I practice a form of Asatru, or Northern/Scandinavian Heathenism, a devotion to the Norse Gods -- who are themselves the Tenders of the Cosmic Tree of Life. We see the universe itself as alive and organic -- even its "abiotic" features. Even matter is alive, although in its more untamed, elemental respects, it can have some monstrous aspects needing harmonization. Nevertheless, the entire universe is profoundly animist and in a process of evolution towards greater intelligence and harmonization, although this does not happen without struggle. The Norse Gods steward and tend on this process, watching over with firm guidance and wisdom.
2) Are you a convert/revert or were you raised within this religion? If you converted, what did you need to do to convert? And what did you practice prior to converting?
I was a "convert", as most of the "hereditary" aspects of this religion were wiped out by Christianity before or around 1000 A.D. This is a revivalist resurgence. Thus, perhaps one might say I was a "revert" rather than a "convert".
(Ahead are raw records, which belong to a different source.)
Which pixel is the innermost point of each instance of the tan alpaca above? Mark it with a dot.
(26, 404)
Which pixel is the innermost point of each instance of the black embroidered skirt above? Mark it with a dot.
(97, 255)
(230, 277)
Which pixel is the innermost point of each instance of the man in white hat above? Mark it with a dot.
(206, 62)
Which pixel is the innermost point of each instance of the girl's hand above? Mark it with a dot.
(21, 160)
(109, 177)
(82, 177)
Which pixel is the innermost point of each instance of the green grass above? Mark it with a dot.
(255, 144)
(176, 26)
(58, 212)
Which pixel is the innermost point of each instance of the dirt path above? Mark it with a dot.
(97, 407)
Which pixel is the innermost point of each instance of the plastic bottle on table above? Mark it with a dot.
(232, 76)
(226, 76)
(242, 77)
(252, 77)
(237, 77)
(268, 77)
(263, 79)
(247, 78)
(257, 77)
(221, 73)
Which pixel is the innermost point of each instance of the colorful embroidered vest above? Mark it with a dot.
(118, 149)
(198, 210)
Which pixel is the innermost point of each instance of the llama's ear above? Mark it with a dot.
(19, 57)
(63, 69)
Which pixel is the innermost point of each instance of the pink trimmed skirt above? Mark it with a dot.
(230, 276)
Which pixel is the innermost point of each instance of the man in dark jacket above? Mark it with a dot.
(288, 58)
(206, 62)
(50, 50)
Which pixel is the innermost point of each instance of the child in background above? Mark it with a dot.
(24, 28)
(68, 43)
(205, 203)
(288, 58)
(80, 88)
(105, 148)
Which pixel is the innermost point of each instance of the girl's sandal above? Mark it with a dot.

I'm not certain "conversion" is the proper concept. I think it is rather the pursuit of a feeling, a feeling one can feel in a very wild place, like the redwood forest, a feeling one might feel in the presence of Native American culture, but instead of forming a colonialist/appropriating attitude, seek to pursue that deeper to one's own historical sources. That pursuit -- one of a deep feeling of connection to the earth and the stars, a sense that there is something much deeper in this world than the surface superficiality of our consumer culture -- then drives an intellectual search into the historical sources to discover what is there. Fortunately, our ancestors left us rich poems, sagas, myths, and if these are sincerely meditated upon, a very deep lode of wisdom opens up. All of this might be described as a process of "coming home". Heathenism really emphasizes the concept of home. It is a very spiritual concept and reality for us. (Although not homebody-ism, which is considered a form of foolishness. Rich exploration of other realities and cultures has traditionally formed a part of really appreciating just what home is all about.)
When one begins the search for that sense of home, one discovers other co-travellers, some longer in the running than oneself, as it were, and this communication can then lead to a communion. In my case, I found a "kindred" in my area -- a term for a group of heathens who deepen their sense of connection and kinship to each other through exploring devotion to the Gods.
In a certain sense, and this is somewhat absurd to say -- and therefore I love it as fertile -- it isn't even a "spirituality" in the sense of a disconnected, antibody kind of approach. In a certain sense, and again, only in a certain sense, it is a form of depth materialism, of trusting the body, trusting the body of nature, trusting the body of dreams, but finding their core, energetic roots from which they spring up into emergence and manifestation in the material world, but which reside at a fundamental level or ground. Our orientation is this world, its health and fertility and possibilities, but we do not limit our horizon to this experience, but embrace, through the idea of the cosmic tree of worlds, the possibilities of multiple worlds of experience. In fact, our tradition teaches us that there are other kinds of beings living on this earth with us, who are abiotic and energetic/liminal in form, whom we must respect and try to live with.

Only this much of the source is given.